# Gerald Finley



## Oreb

Having seen him now in the Glyndebourne _Meistersinger _and the ROH _Parsifal _(in which he was by far, far, far the best thing), and having revelled in his Schumann and Ravel and Barber song discs on Hyperion ...

I pronounce myself a fan of this wonderful singer.


----------



## Itullian

Shouldn't we have this in the Opera forum so opera fans will see it?


----------



## DavidA

I have him as the Count in the Covent Garden in Figaro. Very good indeed in a fine production.

He was not so good, however, in the Glyndebourne Don Giovanni. Mind you that production was not good at all and hindered both the singers and the drama. But he certainly did his best in trying dramatic circumstances!


----------



## Oreb

Itullian said:


> Shouldn't we have this in the Opera forum so opera fans will see it?


 I wasn't sure and since a couple of threads I have started in the past have been moved I thought I would play safe


----------



## Aramis

There's also excellent _Nozze di Figaro_ from Glyndebourne where he plays the title role.

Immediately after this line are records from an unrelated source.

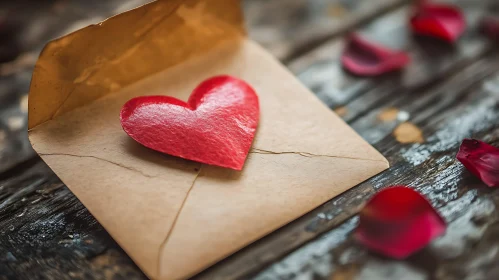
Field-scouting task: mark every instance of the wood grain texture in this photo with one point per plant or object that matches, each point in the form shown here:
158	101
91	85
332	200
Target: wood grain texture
448	93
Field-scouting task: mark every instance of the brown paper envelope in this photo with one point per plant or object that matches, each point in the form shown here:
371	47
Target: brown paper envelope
176	217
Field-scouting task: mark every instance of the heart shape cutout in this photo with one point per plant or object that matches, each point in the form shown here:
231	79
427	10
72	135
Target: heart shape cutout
364	58
215	126
445	22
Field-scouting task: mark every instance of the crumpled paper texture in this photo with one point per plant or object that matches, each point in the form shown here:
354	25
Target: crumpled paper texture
176	217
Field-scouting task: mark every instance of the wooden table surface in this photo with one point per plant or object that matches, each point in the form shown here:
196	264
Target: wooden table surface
416	119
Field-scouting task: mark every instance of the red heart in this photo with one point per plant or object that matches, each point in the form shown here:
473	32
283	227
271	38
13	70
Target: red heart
216	126
364	58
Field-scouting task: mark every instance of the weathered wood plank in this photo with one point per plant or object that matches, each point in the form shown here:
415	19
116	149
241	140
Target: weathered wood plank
46	233
289	29
464	201
415	92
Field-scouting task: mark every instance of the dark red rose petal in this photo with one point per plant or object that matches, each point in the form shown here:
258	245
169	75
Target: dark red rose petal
445	22
215	126
368	59
490	26
481	159
397	222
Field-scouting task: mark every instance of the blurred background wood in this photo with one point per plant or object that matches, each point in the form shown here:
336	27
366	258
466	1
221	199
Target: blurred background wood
447	94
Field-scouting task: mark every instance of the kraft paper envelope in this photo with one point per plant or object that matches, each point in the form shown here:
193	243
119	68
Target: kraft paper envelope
176	217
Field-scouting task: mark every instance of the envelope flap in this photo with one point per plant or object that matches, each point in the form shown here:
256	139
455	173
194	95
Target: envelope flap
86	65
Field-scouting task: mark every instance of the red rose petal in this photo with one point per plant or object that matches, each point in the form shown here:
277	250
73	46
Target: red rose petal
397	222
441	21
490	26
481	159
368	59
216	126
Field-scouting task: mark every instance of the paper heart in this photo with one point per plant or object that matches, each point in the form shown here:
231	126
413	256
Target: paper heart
216	126
398	221
441	21
368	59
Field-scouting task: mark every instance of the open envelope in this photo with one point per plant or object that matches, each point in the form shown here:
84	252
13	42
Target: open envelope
172	216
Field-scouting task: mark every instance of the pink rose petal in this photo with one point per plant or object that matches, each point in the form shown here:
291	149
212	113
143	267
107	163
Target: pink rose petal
397	222
364	58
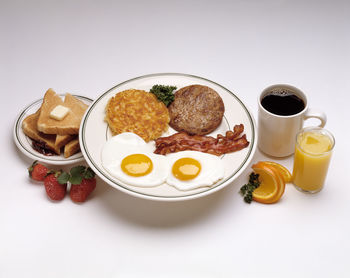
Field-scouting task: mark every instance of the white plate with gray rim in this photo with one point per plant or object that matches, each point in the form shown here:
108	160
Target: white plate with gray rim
94	132
24	143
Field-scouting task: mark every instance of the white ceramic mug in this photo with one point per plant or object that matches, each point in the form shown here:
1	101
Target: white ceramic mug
276	133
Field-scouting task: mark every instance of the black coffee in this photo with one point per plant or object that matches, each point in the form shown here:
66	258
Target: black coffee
283	103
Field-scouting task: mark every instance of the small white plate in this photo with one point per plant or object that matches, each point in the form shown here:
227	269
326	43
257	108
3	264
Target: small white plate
24	143
94	132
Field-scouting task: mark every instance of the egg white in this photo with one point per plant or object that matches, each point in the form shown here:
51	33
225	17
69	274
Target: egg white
124	144
212	170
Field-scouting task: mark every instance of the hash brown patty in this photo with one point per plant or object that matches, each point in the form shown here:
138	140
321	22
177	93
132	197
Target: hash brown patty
139	112
196	109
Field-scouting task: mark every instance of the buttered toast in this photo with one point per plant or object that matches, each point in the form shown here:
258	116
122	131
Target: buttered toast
29	127
67	126
58	134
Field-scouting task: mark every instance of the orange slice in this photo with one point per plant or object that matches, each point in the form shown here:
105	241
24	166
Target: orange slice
272	184
287	176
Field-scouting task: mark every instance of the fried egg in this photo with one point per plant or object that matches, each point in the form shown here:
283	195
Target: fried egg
192	169
130	159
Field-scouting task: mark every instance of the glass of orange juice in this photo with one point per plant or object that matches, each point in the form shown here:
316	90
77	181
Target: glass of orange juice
313	151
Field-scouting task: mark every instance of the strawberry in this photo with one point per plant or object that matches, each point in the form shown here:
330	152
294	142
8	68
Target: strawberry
79	192
37	171
55	190
83	182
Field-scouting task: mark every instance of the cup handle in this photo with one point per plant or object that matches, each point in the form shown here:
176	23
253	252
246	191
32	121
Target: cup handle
311	113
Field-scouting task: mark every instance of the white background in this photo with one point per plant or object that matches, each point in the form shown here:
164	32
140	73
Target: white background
87	47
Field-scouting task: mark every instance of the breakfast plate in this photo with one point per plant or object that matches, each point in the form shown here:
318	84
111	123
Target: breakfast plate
24	143
94	133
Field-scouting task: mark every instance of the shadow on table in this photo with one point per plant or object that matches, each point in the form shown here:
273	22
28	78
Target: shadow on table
158	214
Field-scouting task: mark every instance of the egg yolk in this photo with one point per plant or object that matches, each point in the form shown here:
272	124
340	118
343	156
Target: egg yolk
186	168
137	165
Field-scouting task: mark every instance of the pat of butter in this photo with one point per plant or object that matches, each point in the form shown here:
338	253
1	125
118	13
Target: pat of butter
59	112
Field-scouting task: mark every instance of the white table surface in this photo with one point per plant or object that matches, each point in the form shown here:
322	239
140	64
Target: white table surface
87	47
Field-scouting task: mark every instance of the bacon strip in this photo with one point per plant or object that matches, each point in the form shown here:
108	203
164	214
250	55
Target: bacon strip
231	142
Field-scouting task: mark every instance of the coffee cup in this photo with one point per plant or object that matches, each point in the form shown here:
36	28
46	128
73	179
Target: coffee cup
282	112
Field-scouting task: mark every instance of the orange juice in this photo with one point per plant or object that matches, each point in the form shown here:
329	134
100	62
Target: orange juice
313	151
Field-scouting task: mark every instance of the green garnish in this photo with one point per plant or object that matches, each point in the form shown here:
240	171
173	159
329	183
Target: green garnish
76	175
247	189
164	93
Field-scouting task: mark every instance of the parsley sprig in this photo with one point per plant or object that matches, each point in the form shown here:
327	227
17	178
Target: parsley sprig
164	93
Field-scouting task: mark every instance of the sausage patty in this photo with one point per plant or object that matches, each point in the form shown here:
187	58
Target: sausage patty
196	109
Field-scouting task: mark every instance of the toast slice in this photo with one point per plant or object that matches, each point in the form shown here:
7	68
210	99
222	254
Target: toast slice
70	124
71	148
29	127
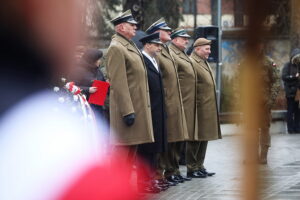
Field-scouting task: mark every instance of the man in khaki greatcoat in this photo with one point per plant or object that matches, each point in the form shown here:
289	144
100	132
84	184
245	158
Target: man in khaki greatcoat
130	111
176	123
207	111
187	82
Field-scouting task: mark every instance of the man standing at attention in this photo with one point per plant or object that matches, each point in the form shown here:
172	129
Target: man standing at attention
149	151
176	123
187	82
130	111
207	110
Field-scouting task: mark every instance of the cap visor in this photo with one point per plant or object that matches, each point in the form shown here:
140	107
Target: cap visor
165	28
132	21
184	35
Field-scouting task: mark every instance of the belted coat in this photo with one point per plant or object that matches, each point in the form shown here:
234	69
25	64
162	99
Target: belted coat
157	110
176	122
207	110
129	93
187	81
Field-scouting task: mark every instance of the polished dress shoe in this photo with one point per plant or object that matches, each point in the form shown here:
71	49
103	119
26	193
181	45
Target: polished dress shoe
150	189
203	171
196	174
184	178
172	179
162	184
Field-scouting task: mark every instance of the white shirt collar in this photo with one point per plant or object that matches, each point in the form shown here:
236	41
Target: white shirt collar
151	59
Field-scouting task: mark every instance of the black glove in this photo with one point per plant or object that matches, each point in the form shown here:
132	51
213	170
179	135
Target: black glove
129	119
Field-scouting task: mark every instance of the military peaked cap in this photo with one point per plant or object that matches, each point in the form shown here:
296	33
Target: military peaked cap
124	17
179	32
158	25
201	41
151	38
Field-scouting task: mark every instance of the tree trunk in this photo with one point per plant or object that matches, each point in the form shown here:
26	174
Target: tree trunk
238	13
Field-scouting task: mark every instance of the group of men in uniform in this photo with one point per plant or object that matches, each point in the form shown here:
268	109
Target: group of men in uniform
159	99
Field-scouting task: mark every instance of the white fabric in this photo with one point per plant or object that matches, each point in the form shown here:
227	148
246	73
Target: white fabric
152	60
44	146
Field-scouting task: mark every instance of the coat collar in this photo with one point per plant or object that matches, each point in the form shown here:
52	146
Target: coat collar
149	64
179	52
165	51
126	43
199	60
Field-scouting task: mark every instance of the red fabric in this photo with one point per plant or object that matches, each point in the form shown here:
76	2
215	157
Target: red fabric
99	97
108	181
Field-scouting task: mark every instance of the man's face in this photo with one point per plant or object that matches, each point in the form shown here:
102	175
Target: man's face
129	30
153	49
164	35
203	51
181	42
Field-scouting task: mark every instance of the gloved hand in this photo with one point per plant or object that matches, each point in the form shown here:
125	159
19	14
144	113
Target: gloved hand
129	119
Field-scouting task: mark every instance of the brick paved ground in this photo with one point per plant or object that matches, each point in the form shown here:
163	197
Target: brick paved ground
281	175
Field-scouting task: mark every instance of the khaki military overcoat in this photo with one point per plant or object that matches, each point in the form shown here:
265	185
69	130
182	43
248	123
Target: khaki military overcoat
207	110
187	81
176	122
129	93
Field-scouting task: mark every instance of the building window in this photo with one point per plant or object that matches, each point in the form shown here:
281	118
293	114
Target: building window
188	6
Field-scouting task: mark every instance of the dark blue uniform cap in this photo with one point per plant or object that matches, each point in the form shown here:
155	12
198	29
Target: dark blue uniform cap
179	32
124	17
158	25
152	38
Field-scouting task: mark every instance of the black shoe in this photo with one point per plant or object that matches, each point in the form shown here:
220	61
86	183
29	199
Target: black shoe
203	171
196	175
184	178
162	183
150	189
179	179
172	179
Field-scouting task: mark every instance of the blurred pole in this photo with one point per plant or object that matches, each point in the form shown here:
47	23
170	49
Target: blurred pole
219	63
252	84
195	14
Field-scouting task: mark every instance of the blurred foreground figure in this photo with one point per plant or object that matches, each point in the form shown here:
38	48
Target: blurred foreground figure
47	151
291	79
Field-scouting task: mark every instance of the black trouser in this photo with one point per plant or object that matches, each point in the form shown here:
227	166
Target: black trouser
293	115
146	166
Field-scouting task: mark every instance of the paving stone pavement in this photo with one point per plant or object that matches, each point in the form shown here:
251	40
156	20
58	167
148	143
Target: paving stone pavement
280	178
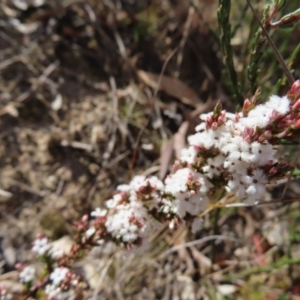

The rest of cast (at least the important characters) is also very good and it's one of the best Figaros on DVD for me.


----------



## Yardrax

By coincidence, I just got the Glyndebourne Meistersinger a couple of days ago. Only listened to the finale on Youtube so far when comparing versions, looks set to be pretty decent though.


----------



## Oreb

I think the _Meistersinger _is a delightful production - GF makes a younger than usual, and thereby more poignant, Sachs and - speaking frankly - the Eva and Magda both make for aural *and *eye candy.


----------